Ницшевский Заратустра – персонаж, сформировавшийся на основе нескольких, как минимум трёх, источников.
Первый – исторический Заратустра, точнее – предание о нём. Комментаторы справедливо подчёркивают, что, хотя этот персонаж – плод фантазии Ницше, фантазия его не была совершенно произвольной. Она отталкивалась от своего исторического прототипа. В каком направлении шла переработка исходного материала? Ницше сам говорит об этом в «Ессе homo» (раздел Почему являюсь я роком, афоризм 3). Реальный персидский мудрец совершил, по его мнению, чудовищное деяние – перенёс мораль в метафизику. Но он же возвёл правдивость в ранг высшей добродетели. Мораль, по Ницше, следует преодолеть правдивостью познания. «Самопреодоление морали из правдивости, самопреодоление моралиста в его противоположность – в меня — это и означает в моих устах имя Заратустры»[61].

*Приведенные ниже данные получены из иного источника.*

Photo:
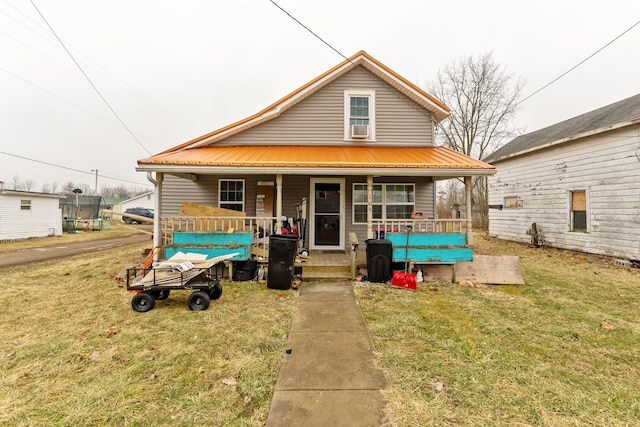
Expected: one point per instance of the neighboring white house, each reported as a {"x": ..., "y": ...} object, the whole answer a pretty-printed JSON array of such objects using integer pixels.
[
  {"x": 25, "y": 214},
  {"x": 146, "y": 200},
  {"x": 578, "y": 181}
]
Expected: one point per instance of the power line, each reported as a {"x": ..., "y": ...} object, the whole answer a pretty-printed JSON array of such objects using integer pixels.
[
  {"x": 89, "y": 80},
  {"x": 308, "y": 29},
  {"x": 367, "y": 73},
  {"x": 579, "y": 63},
  {"x": 68, "y": 168},
  {"x": 105, "y": 73}
]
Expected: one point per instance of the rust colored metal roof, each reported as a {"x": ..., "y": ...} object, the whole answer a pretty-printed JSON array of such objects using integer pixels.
[{"x": 318, "y": 156}]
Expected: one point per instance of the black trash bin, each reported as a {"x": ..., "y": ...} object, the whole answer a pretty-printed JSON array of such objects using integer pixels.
[
  {"x": 379, "y": 253},
  {"x": 282, "y": 255}
]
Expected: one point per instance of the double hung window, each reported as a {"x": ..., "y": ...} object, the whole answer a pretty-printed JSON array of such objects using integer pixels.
[
  {"x": 359, "y": 115},
  {"x": 388, "y": 201},
  {"x": 231, "y": 194}
]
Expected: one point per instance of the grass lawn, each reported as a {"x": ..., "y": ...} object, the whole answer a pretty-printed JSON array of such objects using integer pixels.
[
  {"x": 111, "y": 229},
  {"x": 562, "y": 350},
  {"x": 73, "y": 352}
]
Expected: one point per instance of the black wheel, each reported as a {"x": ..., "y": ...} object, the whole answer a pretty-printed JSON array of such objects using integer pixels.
[
  {"x": 216, "y": 291},
  {"x": 199, "y": 300},
  {"x": 142, "y": 302},
  {"x": 160, "y": 294}
]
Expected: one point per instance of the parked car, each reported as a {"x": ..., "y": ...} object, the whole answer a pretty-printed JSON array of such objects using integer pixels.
[{"x": 148, "y": 213}]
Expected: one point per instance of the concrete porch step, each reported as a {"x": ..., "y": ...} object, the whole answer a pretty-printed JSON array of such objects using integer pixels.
[{"x": 328, "y": 274}]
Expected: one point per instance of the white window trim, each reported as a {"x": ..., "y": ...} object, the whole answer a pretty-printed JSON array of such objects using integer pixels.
[
  {"x": 372, "y": 113},
  {"x": 383, "y": 203},
  {"x": 570, "y": 209},
  {"x": 244, "y": 193}
]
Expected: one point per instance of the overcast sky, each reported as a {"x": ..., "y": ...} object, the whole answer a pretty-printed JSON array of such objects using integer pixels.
[{"x": 173, "y": 71}]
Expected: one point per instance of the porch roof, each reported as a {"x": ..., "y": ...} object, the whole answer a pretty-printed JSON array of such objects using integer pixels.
[{"x": 301, "y": 159}]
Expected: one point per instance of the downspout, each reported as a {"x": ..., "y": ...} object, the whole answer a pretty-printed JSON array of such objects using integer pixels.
[
  {"x": 157, "y": 208},
  {"x": 467, "y": 187},
  {"x": 278, "y": 229},
  {"x": 369, "y": 207}
]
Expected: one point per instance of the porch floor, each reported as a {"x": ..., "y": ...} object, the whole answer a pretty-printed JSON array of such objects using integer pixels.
[{"x": 327, "y": 265}]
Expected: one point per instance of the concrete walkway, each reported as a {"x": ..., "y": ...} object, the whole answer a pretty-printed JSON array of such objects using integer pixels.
[{"x": 328, "y": 376}]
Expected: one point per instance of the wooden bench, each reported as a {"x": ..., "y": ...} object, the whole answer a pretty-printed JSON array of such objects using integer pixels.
[
  {"x": 430, "y": 248},
  {"x": 213, "y": 244}
]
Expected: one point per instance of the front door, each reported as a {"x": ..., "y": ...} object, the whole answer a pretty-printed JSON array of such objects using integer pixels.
[{"x": 327, "y": 213}]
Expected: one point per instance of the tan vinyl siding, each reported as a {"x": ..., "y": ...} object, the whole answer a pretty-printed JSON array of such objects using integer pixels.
[{"x": 319, "y": 119}]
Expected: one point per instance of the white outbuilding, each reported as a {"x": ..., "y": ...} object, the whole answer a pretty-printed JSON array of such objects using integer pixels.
[{"x": 25, "y": 214}]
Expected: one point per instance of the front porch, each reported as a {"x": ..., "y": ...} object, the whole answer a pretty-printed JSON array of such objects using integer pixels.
[{"x": 248, "y": 237}]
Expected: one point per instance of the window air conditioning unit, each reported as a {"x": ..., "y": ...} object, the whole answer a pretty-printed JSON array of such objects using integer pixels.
[{"x": 359, "y": 131}]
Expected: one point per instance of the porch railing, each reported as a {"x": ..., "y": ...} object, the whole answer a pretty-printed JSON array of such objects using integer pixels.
[
  {"x": 421, "y": 225},
  {"x": 260, "y": 226}
]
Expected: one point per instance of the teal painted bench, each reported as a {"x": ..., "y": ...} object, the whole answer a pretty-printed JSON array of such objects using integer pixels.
[
  {"x": 212, "y": 244},
  {"x": 430, "y": 248}
]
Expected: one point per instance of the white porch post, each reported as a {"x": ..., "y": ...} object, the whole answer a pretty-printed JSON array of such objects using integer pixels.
[
  {"x": 278, "y": 204},
  {"x": 369, "y": 207},
  {"x": 467, "y": 187}
]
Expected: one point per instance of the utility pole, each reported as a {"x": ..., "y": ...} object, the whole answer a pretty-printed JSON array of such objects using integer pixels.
[{"x": 96, "y": 188}]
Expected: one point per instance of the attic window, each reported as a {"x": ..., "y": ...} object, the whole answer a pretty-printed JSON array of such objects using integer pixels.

Второй источник «рукотворного» мифа о Заратустре – миф о Дионисе (в уже обрисованной выше его интерпретации со стороны Ницше). На продолжении всего третьего периода его творчества эти два образа – Дионис и Заратустра – неуклонно сближались. В «Ессе homo» (раздел Так говорил Заратустра, афоризм 6), перечисляя сущностные черты данного психологического типа (такие, как открытость противоречиям, утверждение всего отрицательного как неотъемлемой части жизни, «халкионическое» начало и т. п.), Ницше сопровождает этот перечень рефреном: «Но это и есть понятие самого Диониса». Собственно, Заратустра – это «очеловеченная», персонифицированная ипостась Диониса – выразителя глубиннейшего начала бытия.
Третий источник образа Заратустры – вызревавшее постепенно учение философа о сверхчеловеке. Д. Колли и М. Монтинари с полным основанием констатируют: «Созданный Ницше миф о втором пришествии Заратустры излагает учение о суверенной личности (сверхчеловеке) завтрашнего дня»[62].
Как видим, если в ранний период творчества Ницше научно-теоретический и «практический» аспекты разработки проблемы мифа были равноправны и органически сливались, то позднее второй, художественно-образный, собственно мифотворческий аспект получил явное преобладание над первым. Хотя это и не значит, что он его вытеснил полностью. Скорее, увёл с поверхности вглубь, заставил развиваться имплицитно.
2009
Немецкая психологическая эстетика конца XIX – начала XX веков
Психология сформировалась в самостоятельную науку во второй половине XIX века. И сразу же возник вопрос о перспективе применения всего арсенала имеющихся у неё средств к изучению фундаментальных проблем смежных дисциплин. Это обещало дать результаты, важные как для самой психологической науки, так и для дисциплин-смежниц.
Одной из самых привлекательных в этом отношении выглядела эстетика. Ведь она изучает чувственную сферу взаимодействия человека с миром, которая в определённом плане составляет часть психической реальности.
С другой стороны, эстетика изначально входила в систему научного знания как философская дисциплина. На этом пути её ожидали несомненные, значительные успехи, воплотившиеся прежде всего в труды представителей немецкого классического идеализма (И. Кант, Ф. Шиллер, Г. В. Ф. Гегель, Ф. В. Й. Шеллинг, Ф. Т. Фишер и др.). Однако к концу XIX века философский посыл классиков в значительной мере выродился в бесплодное, умозрительное теоретизирование. Науку эстетику требовалось повернуть лицом к человеку, к практике развивающегося искусства, особенно – современного, от которого она всё более отдалялась. В этой ситуации помощь эстетике со стороны психологии была весьма кстати.
Первыми взять курс на сближение эстетики с психологией дерзнули представители немецкой науки рубежа XIX–XX веков – Т. Липпс, К. Гроос, И. Фолькельт, В. Вундт, О. Кюльпе и некоторые другие. Все они были несомненными авторитетами в области психологии, но это было лишь одно из их достоинств. Вышеназванные учёные прошли хорошую философскую школу, соответственно, знали и эстетическую классику. Все они свободно ориентировались в вопросах истории искусства и теоретического искусствознания. Поэтому их труды принесли ощутимые, весомые результаты на избранном ими направлении, вызывая пристальный, обострённый интерес специалистов на протяжении всего последующего столетия.